Wildpoldsried
Landwirten fehlen 75 Millionen Euro

Die Landwirte stehen an der Grenze zum Ruin. Dies erklärte Landwirtschaftsdirektor Dr. Josef Hiemer vom Amt für Ernährung, Landwirtschaft und Forsten (AELF) bei der Jahresversammlung des Ortsverbandes Wildpoldsried im Bayerischen Bauernverband (BBV) im Gasthaus «Hirsch».

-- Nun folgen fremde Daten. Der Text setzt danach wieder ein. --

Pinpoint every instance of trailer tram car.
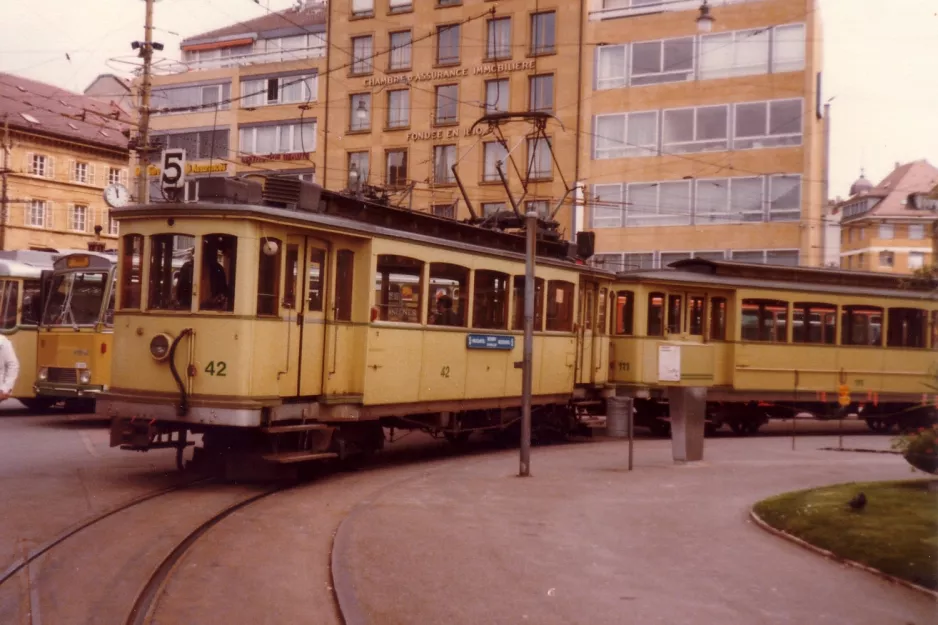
[35,252,116,411]
[609,259,938,433]
[98,176,614,465]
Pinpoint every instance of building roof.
[841,159,938,221]
[179,1,326,48]
[0,73,130,150]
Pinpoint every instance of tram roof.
[617,259,938,300]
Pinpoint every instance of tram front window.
[42,271,107,327]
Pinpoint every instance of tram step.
[264,451,339,464]
[261,423,330,434]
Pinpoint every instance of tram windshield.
[42,271,108,327]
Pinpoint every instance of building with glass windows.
[148,0,827,268]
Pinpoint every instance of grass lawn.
[754,480,938,590]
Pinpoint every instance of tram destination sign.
[466,334,515,350]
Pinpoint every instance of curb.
[749,509,938,601]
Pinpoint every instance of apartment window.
[68,204,88,232]
[528,74,554,113]
[590,184,625,228]
[485,78,511,115]
[593,111,658,159]
[349,93,371,132]
[733,99,804,150]
[388,30,413,71]
[482,202,508,217]
[631,37,694,86]
[661,105,729,153]
[485,17,511,61]
[384,150,407,187]
[525,137,553,180]
[435,85,459,124]
[352,35,374,74]
[436,24,459,65]
[433,145,456,184]
[28,154,55,178]
[388,89,410,128]
[72,161,94,184]
[531,11,556,54]
[240,121,316,154]
[594,45,629,89]
[625,180,691,226]
[482,141,508,182]
[769,175,801,221]
[352,0,375,17]
[26,200,52,228]
[241,75,319,108]
[348,152,371,184]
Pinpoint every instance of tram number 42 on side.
[205,360,228,378]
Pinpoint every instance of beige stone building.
[148,0,827,268]
[838,160,938,273]
[0,74,129,250]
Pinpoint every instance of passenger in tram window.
[433,295,462,326]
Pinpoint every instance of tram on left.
[34,252,117,412]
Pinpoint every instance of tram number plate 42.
[466,334,515,350]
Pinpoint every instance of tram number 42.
[205,360,228,378]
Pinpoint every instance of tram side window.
[547,280,575,332]
[840,305,883,347]
[647,293,664,336]
[306,247,326,312]
[668,295,684,334]
[596,289,606,334]
[742,299,788,343]
[687,296,704,336]
[614,291,635,336]
[710,297,726,341]
[199,234,236,314]
[427,263,469,328]
[149,234,192,310]
[886,308,928,347]
[257,237,281,316]
[472,269,508,330]
[375,254,423,323]
[335,250,355,321]
[22,280,41,326]
[511,276,544,332]
[121,234,143,310]
[0,280,19,330]
[791,302,837,345]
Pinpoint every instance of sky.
[0,0,938,197]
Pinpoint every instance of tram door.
[297,237,327,396]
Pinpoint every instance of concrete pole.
[518,211,537,477]
[137,0,154,204]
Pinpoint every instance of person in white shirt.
[0,334,20,400]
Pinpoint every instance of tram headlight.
[150,334,172,362]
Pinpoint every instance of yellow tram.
[35,252,116,410]
[609,259,938,432]
[104,177,613,463]
[0,250,54,410]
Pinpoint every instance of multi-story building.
[838,160,938,273]
[143,2,326,200]
[0,74,130,250]
[155,0,827,268]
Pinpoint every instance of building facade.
[838,160,938,273]
[143,3,326,200]
[0,74,130,251]
[154,0,827,269]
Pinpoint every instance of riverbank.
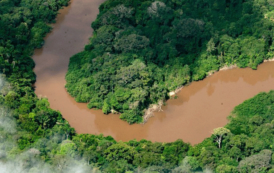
[33,0,274,144]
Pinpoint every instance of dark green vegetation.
[66,0,274,123]
[0,72,274,173]
[0,0,274,173]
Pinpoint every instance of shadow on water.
[33,0,274,144]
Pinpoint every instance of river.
[33,0,274,144]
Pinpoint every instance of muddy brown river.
[33,0,274,144]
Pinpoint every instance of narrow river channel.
[33,0,274,144]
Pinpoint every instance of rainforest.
[0,0,274,173]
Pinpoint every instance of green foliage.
[66,0,274,123]
[0,0,274,173]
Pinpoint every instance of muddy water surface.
[33,0,274,144]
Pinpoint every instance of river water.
[33,0,274,144]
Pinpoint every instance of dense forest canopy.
[0,0,274,173]
[66,0,274,123]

Allein in den vier Allgäuer Landkreisen hätten die Bauern einen Einkommensverlust von 75 Millionen Euro zu verkraften. Das fehlende Geld müsse vom Verbraucher kommen, ohne dass dieser zu stark belastet werde, zeigte sich Hiemer überzeugt. Eine Steigerung von einem Cent pro Liter Milch spüle ein Plus von zwölf Millionen in die Kassen der Allgäuer Bauern. Erst ein Milchpreis von 42 Cent pro Kilogramm Milch reiche für eine kostendeckende Produktion mit Investitionsrücklage aus, betonte Hiemer. Besonders in Krisenzeiten müsse optimal gewirtschaftet werden.

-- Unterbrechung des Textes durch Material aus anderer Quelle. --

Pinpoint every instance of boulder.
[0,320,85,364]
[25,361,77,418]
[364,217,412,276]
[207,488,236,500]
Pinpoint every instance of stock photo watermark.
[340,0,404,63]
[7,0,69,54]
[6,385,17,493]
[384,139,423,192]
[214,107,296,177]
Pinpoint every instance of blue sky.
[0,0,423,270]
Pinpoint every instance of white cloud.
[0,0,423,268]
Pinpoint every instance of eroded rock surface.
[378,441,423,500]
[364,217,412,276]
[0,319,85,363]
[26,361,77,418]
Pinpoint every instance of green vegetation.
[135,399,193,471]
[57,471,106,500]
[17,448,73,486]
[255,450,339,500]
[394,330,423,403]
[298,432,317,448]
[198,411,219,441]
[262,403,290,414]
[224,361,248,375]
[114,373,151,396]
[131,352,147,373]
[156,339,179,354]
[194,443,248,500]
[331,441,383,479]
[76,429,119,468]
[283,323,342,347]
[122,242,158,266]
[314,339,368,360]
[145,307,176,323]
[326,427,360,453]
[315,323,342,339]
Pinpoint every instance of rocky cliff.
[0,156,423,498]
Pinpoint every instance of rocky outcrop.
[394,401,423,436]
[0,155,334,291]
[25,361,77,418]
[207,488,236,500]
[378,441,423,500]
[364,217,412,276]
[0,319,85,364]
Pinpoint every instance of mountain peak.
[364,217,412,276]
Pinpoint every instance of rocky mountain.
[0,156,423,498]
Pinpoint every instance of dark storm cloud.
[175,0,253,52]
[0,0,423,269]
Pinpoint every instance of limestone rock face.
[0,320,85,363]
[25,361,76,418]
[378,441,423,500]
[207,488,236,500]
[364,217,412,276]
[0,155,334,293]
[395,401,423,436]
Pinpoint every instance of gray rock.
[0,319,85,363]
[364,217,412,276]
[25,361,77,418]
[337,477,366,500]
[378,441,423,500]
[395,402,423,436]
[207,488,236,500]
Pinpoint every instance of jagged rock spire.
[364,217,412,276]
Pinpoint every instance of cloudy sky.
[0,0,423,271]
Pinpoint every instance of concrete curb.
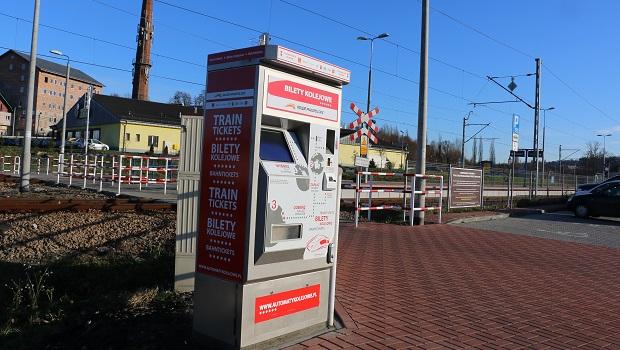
[508,208,545,218]
[446,213,510,225]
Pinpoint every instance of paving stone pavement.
[289,224,620,349]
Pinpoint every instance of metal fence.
[0,154,179,195]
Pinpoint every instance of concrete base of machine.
[194,269,329,349]
[174,252,196,292]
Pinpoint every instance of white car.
[76,139,110,151]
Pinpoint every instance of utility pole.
[84,85,92,156]
[534,58,541,197]
[410,0,430,225]
[19,0,40,192]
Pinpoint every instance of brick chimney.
[131,0,153,100]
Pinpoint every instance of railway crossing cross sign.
[349,102,379,157]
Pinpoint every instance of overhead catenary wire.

Für ein einheitliches Auftreten der Bauern in der Öffentlichkeit plädierte die Landtagsabgeordnete und BBV-Kreisbäuerin Ulrike Müller. Anders könne das Ziel eines höheren Milchpreises nicht erreicht werden. In den Landwirtschaftsschulen müsse die Jugend vermehrt im unternehmerischen Denken unterrichtet werden, nur so schaffe es der Nachwuchs, einen Betrieb wirtschaftlich zu führen. Auch nach dem Ende der Milchkontingentierung gebe es für innovative Bauern eine Zukunft, zeigte sich Müller überzeugt.

Laut BBV-Ortsobmann Markus Reichart gibt es in Wildpoldsried noch 45 Vollerwerbsbetriebe. Eine beliebte Veranstaltung sei ein Schultag auf einem Bauernhof.